Clayton Morrison

Team roper Clayton Morrison, right, and his partner Sean Santucci had a frustrating run Saturday night at the the Farm-City Pro Rodeo in Hermiston.

PENDLETON — Clayton Morrison has already made a name for himself in the world of steer wrestling.

The Pendleton cowboy finished last season at No. 12 in the Columbia River Circuit standings, earning $7,040.67. He’s also toured alongside nine-time Wrangler National Finals Rodeo qualifier K.C. Jones. He’s gathered $98,790 in career earnings.

Now, Morrison is ready to branch out.

Morrison could be seen at Hermiston’s Farm-City Pro Rodeo finale on Saturday night, but this time he wasn’t solo. He and his partner Sean Santucci tried their hand in team roping, and while they received no time, the pairing is one that is sure to last quite some time.

“I steer wrestle, mainly,” said Morrison, 36, “but I’ve been team roping on the side. It’s been going alright so far. We just started roping together a few months ago.”

This year isn’t Morrison’s team roping debut, however — he competed in the event as a college cowboy at the University of Wyoming, where he also dabbled in tie-down roping.

His switch over to team roping didn’t just come from the allure of all-around money. In the past few years, he’s since settled down with two daughters — Mesa, 4, and Monroe, 1. He and his wife Stephanie have another on the way.

“Steer wrestling is dangerous,” Morrison said. “You can’t steer wrestle forever, but you can rope until you’re 70.”

A history in rodeo

Like many cowboys, Morrison’s family history is steeped in rodeo tradition. His father Al roped and rode bulls, and now works as a supervisor at Chevron on an oil rig off the southwestern African coast. His mother Marla used to barrel race, but is now a second grade teacher in Cavalier, North Dakota — their home state.

As a high schooler in Killdeer, North Dakota, Morrison was a well-versed athlete. He was a quarterback and a defensive back on the varsity football team, where he was an all-region defensive selection. He also spent some time on the basketball court.

After finishing school, he spent a year as a civil engineer at a geotechnology firm out of Colorado Springs, Colorado, but couldn’t stay away from the rodeo lifestyle for long.

“I’ve been around the rodeo my whole life,” he said. “Everyone in my family did it — my parents, uncles, aunts, everybody.”

Morrison got his professional career started over a decade ago, at a 2007 performance in his hometown of Killdeer. He became a full-time rodeo cowboy in 2009, and has stuck with it ever since.

A new partnership

Morrison and Santucci’s team roping partnership might be new, but their friendship isn’t.

The two crossed paths years ago, and they quickly found they had plenty in common. Santucci also competes in both steer wrestling and team roping. He’s ranked No. 35 in the CRC team roping standings and No. 4 in steer wrestling.

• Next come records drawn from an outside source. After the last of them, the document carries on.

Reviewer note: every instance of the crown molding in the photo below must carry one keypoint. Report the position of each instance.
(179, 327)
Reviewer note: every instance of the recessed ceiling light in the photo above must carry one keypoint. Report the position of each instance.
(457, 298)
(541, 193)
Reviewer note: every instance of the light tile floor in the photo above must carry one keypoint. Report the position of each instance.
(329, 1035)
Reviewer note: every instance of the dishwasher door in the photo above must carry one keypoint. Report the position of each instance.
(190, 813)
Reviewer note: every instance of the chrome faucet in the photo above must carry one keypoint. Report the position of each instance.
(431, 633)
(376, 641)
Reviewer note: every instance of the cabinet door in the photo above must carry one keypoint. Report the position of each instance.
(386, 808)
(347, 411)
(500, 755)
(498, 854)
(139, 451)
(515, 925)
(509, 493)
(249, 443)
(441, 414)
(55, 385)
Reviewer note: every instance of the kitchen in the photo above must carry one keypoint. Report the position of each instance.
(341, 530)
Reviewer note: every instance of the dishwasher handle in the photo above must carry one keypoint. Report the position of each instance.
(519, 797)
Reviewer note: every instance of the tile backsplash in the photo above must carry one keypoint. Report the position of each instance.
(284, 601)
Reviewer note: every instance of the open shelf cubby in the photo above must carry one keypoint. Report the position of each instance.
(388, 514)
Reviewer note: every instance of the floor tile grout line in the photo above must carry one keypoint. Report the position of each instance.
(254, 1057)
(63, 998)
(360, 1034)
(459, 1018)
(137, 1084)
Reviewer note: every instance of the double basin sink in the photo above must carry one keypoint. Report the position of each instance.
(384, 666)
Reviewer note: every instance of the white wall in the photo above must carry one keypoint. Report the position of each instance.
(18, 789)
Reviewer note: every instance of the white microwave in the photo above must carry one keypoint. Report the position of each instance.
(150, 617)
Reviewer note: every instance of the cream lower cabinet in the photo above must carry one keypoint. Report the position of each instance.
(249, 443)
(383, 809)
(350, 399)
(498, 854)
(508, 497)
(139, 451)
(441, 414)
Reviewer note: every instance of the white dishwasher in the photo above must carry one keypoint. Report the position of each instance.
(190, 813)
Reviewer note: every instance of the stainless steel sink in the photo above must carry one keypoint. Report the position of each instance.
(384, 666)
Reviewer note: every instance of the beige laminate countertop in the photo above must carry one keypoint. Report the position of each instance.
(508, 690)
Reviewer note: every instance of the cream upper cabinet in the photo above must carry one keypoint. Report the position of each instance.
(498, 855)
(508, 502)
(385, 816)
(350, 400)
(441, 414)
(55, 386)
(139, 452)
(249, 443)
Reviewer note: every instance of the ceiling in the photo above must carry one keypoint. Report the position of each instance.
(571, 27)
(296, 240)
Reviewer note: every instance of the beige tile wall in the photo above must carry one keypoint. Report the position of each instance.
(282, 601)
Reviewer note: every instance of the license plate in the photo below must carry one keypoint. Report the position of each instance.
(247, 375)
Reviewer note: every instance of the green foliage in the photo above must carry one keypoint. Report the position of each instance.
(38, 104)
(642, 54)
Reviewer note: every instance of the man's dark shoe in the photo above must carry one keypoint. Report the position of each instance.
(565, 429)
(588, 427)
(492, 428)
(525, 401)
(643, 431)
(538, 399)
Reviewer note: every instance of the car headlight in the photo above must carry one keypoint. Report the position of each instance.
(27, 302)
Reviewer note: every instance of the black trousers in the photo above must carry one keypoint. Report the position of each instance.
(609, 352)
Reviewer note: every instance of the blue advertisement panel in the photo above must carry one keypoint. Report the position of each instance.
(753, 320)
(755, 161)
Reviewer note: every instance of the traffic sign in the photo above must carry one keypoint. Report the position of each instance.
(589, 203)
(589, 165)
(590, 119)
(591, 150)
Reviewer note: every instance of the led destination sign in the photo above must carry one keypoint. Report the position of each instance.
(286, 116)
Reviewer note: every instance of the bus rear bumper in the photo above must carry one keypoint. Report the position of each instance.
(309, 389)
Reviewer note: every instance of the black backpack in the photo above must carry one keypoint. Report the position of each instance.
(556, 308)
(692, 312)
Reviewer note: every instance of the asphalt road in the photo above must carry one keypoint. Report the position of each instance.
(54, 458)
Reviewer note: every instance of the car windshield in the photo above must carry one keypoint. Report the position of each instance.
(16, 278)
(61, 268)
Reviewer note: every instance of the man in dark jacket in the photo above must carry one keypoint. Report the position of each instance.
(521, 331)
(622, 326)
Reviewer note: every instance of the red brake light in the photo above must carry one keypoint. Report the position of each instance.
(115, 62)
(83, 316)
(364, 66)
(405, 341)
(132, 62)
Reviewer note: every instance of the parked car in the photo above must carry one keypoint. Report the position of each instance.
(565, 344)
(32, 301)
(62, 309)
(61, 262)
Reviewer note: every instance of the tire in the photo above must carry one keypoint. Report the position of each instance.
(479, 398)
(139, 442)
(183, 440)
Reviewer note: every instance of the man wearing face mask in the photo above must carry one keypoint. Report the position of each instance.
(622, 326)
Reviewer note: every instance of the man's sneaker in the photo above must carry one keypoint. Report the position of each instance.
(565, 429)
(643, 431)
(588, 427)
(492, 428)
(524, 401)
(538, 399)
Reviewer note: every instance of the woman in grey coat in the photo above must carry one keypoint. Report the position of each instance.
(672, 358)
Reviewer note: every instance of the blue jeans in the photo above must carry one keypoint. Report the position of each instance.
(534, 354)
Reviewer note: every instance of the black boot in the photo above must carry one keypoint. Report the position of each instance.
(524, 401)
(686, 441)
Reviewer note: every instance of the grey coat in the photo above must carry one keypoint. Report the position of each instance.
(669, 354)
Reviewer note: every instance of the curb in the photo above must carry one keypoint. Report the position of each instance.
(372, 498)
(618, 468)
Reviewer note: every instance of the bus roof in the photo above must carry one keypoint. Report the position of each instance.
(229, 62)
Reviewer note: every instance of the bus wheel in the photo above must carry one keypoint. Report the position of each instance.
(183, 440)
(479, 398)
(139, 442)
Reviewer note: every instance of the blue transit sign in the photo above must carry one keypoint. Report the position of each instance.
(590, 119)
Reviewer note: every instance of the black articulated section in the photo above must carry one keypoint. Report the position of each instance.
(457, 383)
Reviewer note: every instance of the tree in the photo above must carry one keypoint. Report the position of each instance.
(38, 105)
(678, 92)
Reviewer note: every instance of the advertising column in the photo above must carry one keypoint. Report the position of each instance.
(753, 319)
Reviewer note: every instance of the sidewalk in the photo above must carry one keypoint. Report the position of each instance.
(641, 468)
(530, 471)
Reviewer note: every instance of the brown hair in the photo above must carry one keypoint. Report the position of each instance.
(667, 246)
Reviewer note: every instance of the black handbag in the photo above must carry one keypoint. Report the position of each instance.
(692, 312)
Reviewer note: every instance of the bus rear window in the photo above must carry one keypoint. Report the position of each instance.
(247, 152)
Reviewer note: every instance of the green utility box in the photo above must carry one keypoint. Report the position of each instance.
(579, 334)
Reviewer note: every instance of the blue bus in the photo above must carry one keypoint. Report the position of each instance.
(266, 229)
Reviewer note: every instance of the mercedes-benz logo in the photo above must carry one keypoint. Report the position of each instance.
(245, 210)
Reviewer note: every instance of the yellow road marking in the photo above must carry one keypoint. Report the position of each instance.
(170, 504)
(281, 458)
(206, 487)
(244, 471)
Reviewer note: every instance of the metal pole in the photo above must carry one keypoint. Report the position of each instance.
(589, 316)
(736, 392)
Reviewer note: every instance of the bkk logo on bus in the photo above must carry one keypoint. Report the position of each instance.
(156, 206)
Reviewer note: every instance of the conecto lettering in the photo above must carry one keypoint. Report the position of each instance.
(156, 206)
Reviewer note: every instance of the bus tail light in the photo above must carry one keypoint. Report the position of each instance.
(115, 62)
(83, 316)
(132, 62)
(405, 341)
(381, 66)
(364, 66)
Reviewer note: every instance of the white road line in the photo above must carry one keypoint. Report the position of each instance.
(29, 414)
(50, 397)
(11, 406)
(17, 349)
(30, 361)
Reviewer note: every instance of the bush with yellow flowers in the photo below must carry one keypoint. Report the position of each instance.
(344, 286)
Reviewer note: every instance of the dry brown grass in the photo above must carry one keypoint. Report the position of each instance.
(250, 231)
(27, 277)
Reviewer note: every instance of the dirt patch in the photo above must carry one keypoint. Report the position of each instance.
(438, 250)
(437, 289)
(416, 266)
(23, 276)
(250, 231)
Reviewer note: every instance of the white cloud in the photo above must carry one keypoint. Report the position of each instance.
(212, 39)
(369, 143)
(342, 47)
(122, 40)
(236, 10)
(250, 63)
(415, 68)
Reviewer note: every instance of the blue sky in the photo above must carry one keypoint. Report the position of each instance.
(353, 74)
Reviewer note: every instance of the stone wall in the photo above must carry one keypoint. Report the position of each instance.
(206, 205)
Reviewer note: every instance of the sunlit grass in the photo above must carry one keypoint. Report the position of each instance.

“We’re having fun,” said Santucci, a Prineville resident. “We’re going to keep at it for as long as we want.”

Santucci also flexed his steer wrestling skills to cap off last week’s Farm-City installment. It was their first local showing of the season so far.

“It’s a great rodeo,” Santucci said of Farm-City. “They have a great committee who built all this new stuff (for the arena), and the fans are amazing.”

A new arena

Morrison has yet to qualify for the NFR or win any world titles, but he and Santucci haven’t lost sight of those goals.

After their Farm-City run, their next target is the world-famous Pendleton Round-Up.

“It’s one of the best rodeos there is,” Morrison said. “I’ve had some pretty good luck there in the past — I’ve won quite a bit on the go-rounds before.”